Manne Pentil, who operates a metal construction company on the outskirts of Nashik, knows the ground truth of farmworkers: "Wine growers often work under poor hygienic conditions or without adequate protection, which can affect their health." Winemakers, like many other workers in India, are largely unorganized, says Pentil. Around 90% of the employed in India work in sectors without significant union representation. Varad also reports that he is not organized on the vineyard. "What's the point?", he says, waving it off. He doesn't believe in the benefits of a union that would represent him in labor law.
Varad has never stepped foot on the terrace where the wealthy wine enthusiasts gather. "I am a worker, not a wine drinker," he frankly declares. He could certainly afford wine with his salary, but he prioritizes investing it in the education of his two children. In a country of 1.4 billion people and fierce competition, education determines one's life path more than anywhere else. Qualifications are essential - for this, Varad endures the daily hard work in the vineyards. Yet, the long working hours strain family life, as he only sees his family in the mornings and evenings, and on rare occasions when he has a day off. A work-life balance is hardly imaginable for him.
Simple employees and workers have only one day off a week, and in India, there is hardly more vacation than 15 to 21 days a year. Paid minimum vacation is only granted after at least one year in the company. Varad yearns to travel to France to learn about the wine-growing regions there. His eyes light up at the thought, hoping to encounter a wine culture less exclusive than the one in his homeland.

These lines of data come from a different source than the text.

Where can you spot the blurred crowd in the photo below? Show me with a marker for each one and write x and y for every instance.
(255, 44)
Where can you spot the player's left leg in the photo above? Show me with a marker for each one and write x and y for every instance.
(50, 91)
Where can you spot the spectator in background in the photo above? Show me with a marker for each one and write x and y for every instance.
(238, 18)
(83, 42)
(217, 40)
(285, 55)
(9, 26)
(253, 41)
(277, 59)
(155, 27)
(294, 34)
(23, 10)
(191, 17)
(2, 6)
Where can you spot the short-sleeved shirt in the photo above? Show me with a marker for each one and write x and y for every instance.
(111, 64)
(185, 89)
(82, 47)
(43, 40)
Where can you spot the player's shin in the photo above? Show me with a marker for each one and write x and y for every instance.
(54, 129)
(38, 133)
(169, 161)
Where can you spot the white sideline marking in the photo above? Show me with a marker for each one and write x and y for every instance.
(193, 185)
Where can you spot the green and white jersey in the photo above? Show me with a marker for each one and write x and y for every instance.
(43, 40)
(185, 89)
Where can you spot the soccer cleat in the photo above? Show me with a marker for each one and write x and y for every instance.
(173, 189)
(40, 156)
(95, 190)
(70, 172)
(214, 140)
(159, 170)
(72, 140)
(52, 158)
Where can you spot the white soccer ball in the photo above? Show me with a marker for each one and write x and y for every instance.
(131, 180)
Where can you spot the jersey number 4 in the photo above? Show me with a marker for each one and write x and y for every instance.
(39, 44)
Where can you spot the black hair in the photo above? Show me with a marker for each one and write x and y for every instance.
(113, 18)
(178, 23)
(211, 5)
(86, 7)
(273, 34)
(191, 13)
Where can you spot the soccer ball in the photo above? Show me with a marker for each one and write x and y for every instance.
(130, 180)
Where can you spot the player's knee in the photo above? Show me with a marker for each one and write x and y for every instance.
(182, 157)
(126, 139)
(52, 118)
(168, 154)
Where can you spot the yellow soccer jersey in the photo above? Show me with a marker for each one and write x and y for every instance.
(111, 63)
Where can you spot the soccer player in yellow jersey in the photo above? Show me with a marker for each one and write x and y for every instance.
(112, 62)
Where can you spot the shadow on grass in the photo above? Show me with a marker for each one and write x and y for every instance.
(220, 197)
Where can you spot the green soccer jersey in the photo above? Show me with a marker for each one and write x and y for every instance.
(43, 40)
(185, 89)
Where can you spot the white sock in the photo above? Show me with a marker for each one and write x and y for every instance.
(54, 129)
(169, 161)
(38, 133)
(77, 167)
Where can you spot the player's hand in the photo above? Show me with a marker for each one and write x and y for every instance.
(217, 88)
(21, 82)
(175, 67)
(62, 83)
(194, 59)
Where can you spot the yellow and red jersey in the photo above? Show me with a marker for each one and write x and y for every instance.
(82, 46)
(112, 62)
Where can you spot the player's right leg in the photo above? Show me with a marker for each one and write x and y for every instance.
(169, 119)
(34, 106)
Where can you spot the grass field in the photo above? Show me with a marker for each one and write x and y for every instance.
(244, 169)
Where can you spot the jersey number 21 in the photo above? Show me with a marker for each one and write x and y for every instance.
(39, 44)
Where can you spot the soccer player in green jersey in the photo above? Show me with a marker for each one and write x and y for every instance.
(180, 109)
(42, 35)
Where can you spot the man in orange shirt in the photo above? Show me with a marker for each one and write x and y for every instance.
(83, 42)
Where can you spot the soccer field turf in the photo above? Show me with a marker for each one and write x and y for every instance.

- Varad, a laborer at Sula Wineyard, is fascinated by the stark contrast between his lifestyle and the affluent wine-drinking culture he surrounds, despite working under harsh conditions.
- Aside from food-and-drink, Varad prioritizes education-and-self-development for his children, recognizing the importance of qualifications in his highly competitive home country, India.
- On social media, visitors share their experiences at the winery, further highlighting the dichotomy between the indulgent experiences of the economic elite and the laborers who work tirelessly to produce the wine.
- Varad, inspired by Rajeev Samant's story, aspires to travel to France, a renowned center for wine-growing, in pursuit of a deeper understanding of the industry and a glimpse into a more inclusive wine culture.